Transfiguration isn’t something that is unique to Christ. Transformation, metamorphosis, change are all synonyms for transfiguration. They all speak to moving from way of being to another.
Peter tries to fit the experience into the pigeon hole of the familiar, the known.
It is in Peter’s response that we are invited into the story. Where our story and the transfiguration story come into contact. At the moment of the Transfiguration everything changes. It is a transition from one way of seeing Jesus to another. Peter realizes that if Jesus is changed, then he too will be changed, transformed.
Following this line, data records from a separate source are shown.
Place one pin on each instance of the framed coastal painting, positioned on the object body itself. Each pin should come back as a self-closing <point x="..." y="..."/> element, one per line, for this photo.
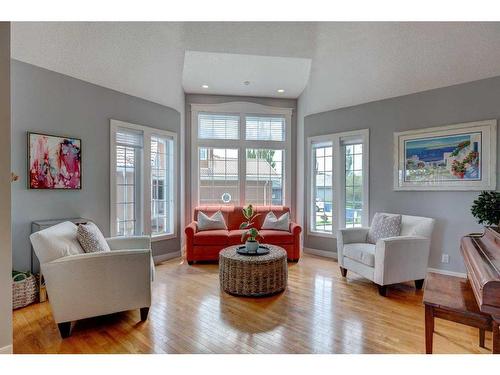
<point x="452" y="157"/>
<point x="54" y="162"/>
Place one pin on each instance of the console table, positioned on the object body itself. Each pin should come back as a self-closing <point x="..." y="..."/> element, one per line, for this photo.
<point x="451" y="298"/>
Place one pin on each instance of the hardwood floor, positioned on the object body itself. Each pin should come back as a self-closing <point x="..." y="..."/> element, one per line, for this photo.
<point x="320" y="312"/>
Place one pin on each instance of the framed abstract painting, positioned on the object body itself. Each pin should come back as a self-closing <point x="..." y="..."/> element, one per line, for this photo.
<point x="54" y="162"/>
<point x="452" y="157"/>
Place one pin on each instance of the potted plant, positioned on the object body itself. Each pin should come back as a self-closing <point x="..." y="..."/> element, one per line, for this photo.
<point x="486" y="208"/>
<point x="251" y="234"/>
Jesus’ transfiguration is a life altering change in direction. Peter, just like you and I know that transformation is hard. Change is hard. Moving from the familiarity and comfort of one place to an unknown place is hard. You cannot prepare for an altered perspective. No amount of strategizing can make you ready for a ninety degree turn in your life. And so Peter reacts like we would react. Peter tries to fit the experience into the pigeon hole of the familiar, the known. Have you ever wondered why Peter, suddenly. oddly decides that the right thing to do is to set up tents? It isn’t really tents that he is talking about, it is booths. One of the high Jewish festivals is the Festival of Booths or Tabernacles. Jewish tradition associated the ‘Day of the Lord’, the day when God would draw history to a close and Israel’s enemies would be defeated, with the Festival of Booths. Peter, upon seeing Moses and Elijah takes that as a sign for this event and jumps in with an offer to build booths. Peter takes this encounter and tries to make it fit into a pre-existing narrative and religious framework that helps him to make sense, to tame so to speak that somewhat terrifying and totally inexplicable event.
We want transformation, we really do. That is what New Year’s resolutions are all about. We want to be slim. We want to be fit. We want to be good and giving. I want to loose the weight but …I don’t want the discomfort of dieting or doing a dietary life style change. I want to be fit, but…all that sweating and its faster to take the car. We want to be a better person, to be the person that God created us to be. We want St. George’s to be a beacon of light in Georgetown, with people who are the hands and feet of Jesus, who bear the good news. For ourselves, for St. George’s we long for transformation. Soon it will be vestry an opportunity for us to contemplate the possibility of transformation.
This desire and fear of transformation marks our relationship with God.
This desire and fear of transformation marks our relationship with God. We long to encounter God, and yet when we find ourselves on Holy Ground, when God calls, when God beckons, we are afraid, unsure, feeling suddenly no longer in control. We are in the unfamiliar place of having no plan, on the cusp of transformation. Suddenly change, transformation is not where we want to go, we cling to the familiar, the comfort of what is. David Lose noted “what we have, who we are, may not be everything we want, but at least we know it, are used to it, have a relatively orderly life around it, have a plan that it fits in to”. Transformation is frightening. To Peter’s credit, he did not turn tail and run down that mountain. His reaction was to stay, but to try to control the uncontrollable. To transform, but within the bounds of the familiar. Peter came perilously close to missing an encounter with God. God, all but interrupts him with an announcement and a command. “This is my Son, the Beloved. Listen to him!” God is inviting Peter to let go of his plan, to enter into the wonder and mystery that is Jesus.
God invites us to do the same. Celebrate what is by moving beyond it. Use the familiar as a launching pad into transformation. Let go of fear and embrace the excitement of exploration. God’s power working in us can do more than we can ask or imagine.